Frigyes
Karinthy : Eurêka
Encore une fois la graphologie
Non
mais vraiment, vous avez mal compris ce que l’autre jour j’ai
couché sur le papier sous l’effet de l’excitation de ma
première rencontre avec la graphologie, peut-être crûment et
de façon dispersée, mais avec enthousiasme et
sincérité. C’est le prix à payer quand on est connu
comme un humoriste, et les lecteurs sont résolus à comprendre
tout ce qu’on dit à l’envers, parce que n’est-ce pas,
tout ce qu’on dit doit être drôle et amusant justement parce
qu’il faut le comprendre à l’envers. Si les gens se
doutaient de l’effet comique qu’a sur moi cet entêtement
obstiné et exaspéré de chercher partout le comique,
qu’il y soit ou qu’il n’y soit pas, simplement parce
qu’ils veulent s’amuser ! Et une fois qu’on est
stigmatisé comme un homme drôle et rusé, on peut faire ce
qu’on veut, on retourne chacun de nos mots, dans l’hypothèse
naïve que nous avons fait semblant d’avoir pensé la chose
naturelle, pour que la chose, en réalité posée sur la
tête, apparaisse plus drôle. Ce malheureux est ensuite
regardé par le commun des mortels, avant même qu’il
n’ouvre la bouche, avec un rictus zélé
d’encouragement, le créditant de l’assurance douteuse que
pour lui plaire, il lui rendra le menu service de se mettre l’instant
suivant sur la tête et d’enfiler un chapeau à ses pieds. Le
malheureux, réputé humoriste, ne peut simplement même pas
donner son opinion, parce que s’il dit, mettons, bonjour, ha, ha, ha, il
l’a dit n’est-ce pas parce qu’il voulait souhaiter un mauvais
jour. Et s’il dit, quelle belle femme, alors ha, ha, ha, cela signifie
naturellement qu’elle est sacrément laide…
C’est
ce qui a pu se produire l’autre jour quand j’ai écrit avec
enthousiasme que la graphologie est une chose magnifique ; d’aucuns,
qui voulaient rigoler à tout prix, ont transformé mon aveu
naïf mais sincère en une bonne blague : j’aurais
prétendu que la graphologie est une chose magnifique, parce qu’en
réalité je serais d’avis que la graphologie ne vaut rien.
Dans ce sens-là j’ai reçu par la suite des lettres de
reproche de plusieurs graphologues en exercice. Ils me reprochent
d’ironiser sur tout. D’après eux, avant de prétendre
que la graphologie est une chose magnifique, avec l’arrière-pensée
de la vilipender, au lieu de la vilipender avec
l’arrière-pensée de la louanger, je ferais peut-être
mieux de lire quelques ouvrages et de me convaincre que c’est une science
sérieuse et évoluée, absolument impropre à ce que
des humoristes de mauvaise foi aiguisent dessus le fil émoussé de
leurs sarcasmes.
Il
vaudrait mieux que je me taise. Si je me mettais à dialoguer avec les
graphologues ulcérés en leur disant : mais si, je
l’avais pensé sérieusement, il en sortirait une fois de
plus que je ne prends au sérieux ni la graphologie ni les graphologues.

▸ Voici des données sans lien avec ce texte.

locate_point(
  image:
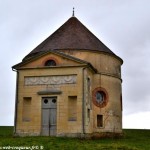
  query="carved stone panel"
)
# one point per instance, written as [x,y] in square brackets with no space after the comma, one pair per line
[50,80]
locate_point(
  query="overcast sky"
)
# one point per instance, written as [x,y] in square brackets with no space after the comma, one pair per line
[122,25]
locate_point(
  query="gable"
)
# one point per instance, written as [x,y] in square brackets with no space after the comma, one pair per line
[60,58]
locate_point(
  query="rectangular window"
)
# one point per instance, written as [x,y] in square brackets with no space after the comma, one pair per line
[72,108]
[26,115]
[99,120]
[88,114]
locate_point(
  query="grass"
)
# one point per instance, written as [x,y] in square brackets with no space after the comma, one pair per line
[133,139]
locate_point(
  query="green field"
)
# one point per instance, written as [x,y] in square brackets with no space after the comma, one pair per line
[132,140]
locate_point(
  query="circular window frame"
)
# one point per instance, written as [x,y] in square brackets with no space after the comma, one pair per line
[104,102]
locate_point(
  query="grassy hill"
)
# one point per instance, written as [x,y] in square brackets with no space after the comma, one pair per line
[133,139]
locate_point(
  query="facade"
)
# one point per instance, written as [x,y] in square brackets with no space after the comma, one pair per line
[69,85]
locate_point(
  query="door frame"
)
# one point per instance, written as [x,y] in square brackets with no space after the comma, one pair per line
[48,97]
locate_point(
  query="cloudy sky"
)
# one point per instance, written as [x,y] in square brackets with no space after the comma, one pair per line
[124,26]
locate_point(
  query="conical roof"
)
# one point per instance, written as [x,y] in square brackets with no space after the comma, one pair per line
[72,35]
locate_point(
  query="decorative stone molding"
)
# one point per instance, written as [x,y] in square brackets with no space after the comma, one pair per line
[50,80]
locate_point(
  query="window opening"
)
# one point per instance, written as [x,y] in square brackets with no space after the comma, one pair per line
[50,63]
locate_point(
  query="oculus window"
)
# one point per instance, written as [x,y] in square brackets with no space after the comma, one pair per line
[100,97]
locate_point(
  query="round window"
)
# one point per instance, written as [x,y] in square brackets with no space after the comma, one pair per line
[100,97]
[54,100]
[50,63]
[45,101]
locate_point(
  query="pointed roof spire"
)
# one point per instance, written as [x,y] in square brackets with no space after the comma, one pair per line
[73,12]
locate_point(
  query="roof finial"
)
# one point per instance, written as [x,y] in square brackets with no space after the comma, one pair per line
[73,12]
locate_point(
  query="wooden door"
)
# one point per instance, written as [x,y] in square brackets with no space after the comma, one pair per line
[49,116]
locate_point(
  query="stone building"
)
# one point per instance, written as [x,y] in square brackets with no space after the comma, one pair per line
[69,85]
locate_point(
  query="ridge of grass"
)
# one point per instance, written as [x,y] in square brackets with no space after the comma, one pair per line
[133,139]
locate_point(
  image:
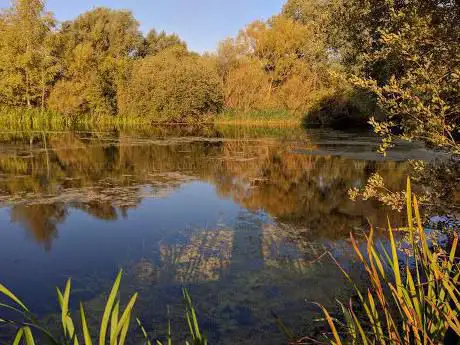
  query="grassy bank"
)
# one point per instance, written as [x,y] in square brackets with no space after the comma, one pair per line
[257,118]
[36,119]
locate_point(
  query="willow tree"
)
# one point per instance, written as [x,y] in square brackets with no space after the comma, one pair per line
[156,42]
[28,65]
[96,50]
[292,60]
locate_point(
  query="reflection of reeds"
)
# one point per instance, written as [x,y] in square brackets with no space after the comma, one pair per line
[415,305]
[115,324]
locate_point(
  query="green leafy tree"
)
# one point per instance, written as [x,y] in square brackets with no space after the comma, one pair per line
[28,65]
[156,42]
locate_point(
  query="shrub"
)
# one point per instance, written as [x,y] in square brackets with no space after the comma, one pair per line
[172,86]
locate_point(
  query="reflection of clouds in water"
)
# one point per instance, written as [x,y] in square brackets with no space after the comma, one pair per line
[203,258]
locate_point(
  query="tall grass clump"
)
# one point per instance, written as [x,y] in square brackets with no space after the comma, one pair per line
[414,303]
[114,328]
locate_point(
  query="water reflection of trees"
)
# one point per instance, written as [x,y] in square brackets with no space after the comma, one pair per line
[41,176]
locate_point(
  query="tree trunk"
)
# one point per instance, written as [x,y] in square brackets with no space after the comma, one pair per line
[43,92]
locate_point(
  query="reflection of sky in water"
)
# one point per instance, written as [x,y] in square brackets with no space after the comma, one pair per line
[241,230]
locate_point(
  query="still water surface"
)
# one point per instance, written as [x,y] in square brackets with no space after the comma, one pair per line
[237,215]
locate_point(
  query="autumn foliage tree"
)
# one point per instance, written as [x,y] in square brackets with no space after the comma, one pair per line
[28,64]
[173,85]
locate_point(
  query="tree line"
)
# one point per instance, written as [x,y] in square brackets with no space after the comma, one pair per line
[393,62]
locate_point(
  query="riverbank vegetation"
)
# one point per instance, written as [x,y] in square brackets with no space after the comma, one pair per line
[332,63]
[417,304]
[115,327]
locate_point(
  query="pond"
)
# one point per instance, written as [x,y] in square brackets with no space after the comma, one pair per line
[238,215]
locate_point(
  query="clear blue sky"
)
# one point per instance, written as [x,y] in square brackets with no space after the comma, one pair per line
[201,23]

Le mieux est que je n’exprime aucun avis, mais que je rende simplement
compte de ce que je sais, certifiant que bien sûr, j’avais
étudié la littérature graphologique avec assiduité
– que je sais me faire une image à peu près claire sur les
objectifs et les moyens de cet art, et que je présente comme preuve
concise le dictionnaire graphologique miniature ci-dessous, extrait pour mon
propre usage des matériaux d’une trentaine de volumes. Voici donc
le dictionnaire :
Des
lettres larges, tendant vers le haut… prodigalité, tendance aux
largesses, ambition.
Une
écriture petite, resserrée, tendant vers le bas… avarice,
mesquinerie, tendance à la débauche.
Des
traits tremblants, inégaux, incertains… faiblesse de
volonté, âme hésitante, inégalité
d’humeur.
Des
lettres fortement comprimées… personnalité solide.
Écriture
faible, incertaine… caractère extraordinairement faible.
Fioritures
en fin de mots… goût de la parure, tendance à la
coquetterie.
Pattes
de mouches, lettres tachées… âme désordonnée,
sale.
Taches
de graisse sur le papier… sensualité, gros mangeur, obèse.
Écriture
penchée vers l’arrière… prudence, regard vers
l’arrière, rêveur.
Écriture
penchée vers l’avant… jouant des coudes, tissant des
projets, prévoyant.
Lettres
achevées avec soin… ordonné, soigneux.
Avec
moins de soin… ne soigne pas bien ses affaires.
Initiales
de grande taille, petites lettres ensuite… sens de l’initiative,
mais manque d’endurance.
Petites
initiales, suivies de grandes lettres… a du mal à entreprendre,
mais va jusqu’au bout ensuite.
Bien
lisible… cœur ouvert, âme transparente.
Mal
lisible… cachottier, renfermé.
Lettres
pointues… taquin, mauvaise langue.
Lettres
arrondies… caractère engourdi.
Lettres
granuleuses… aime mettre son grain de sel partout.
A
l’extérieur violet, intérieur vert, cachant un noyau de
prune… une quetsche.
En
outre je propose aux graphologues mon baromètre bon marché et
facile à fabriquer, qui consiste en une planche sur laquelle on fixe de
façon lâche une ficelle de filasse. Il permet de lire le temps
qu’il fait, selon le mode d’emploi ci-dessous :
1. La
ficelle est sèche… beau temps.
2. La
ficelle est mouillée… temps humide.
3. La
ficelle se balance… temps venteux.
Respectueusement,
Frigyes Karinthy.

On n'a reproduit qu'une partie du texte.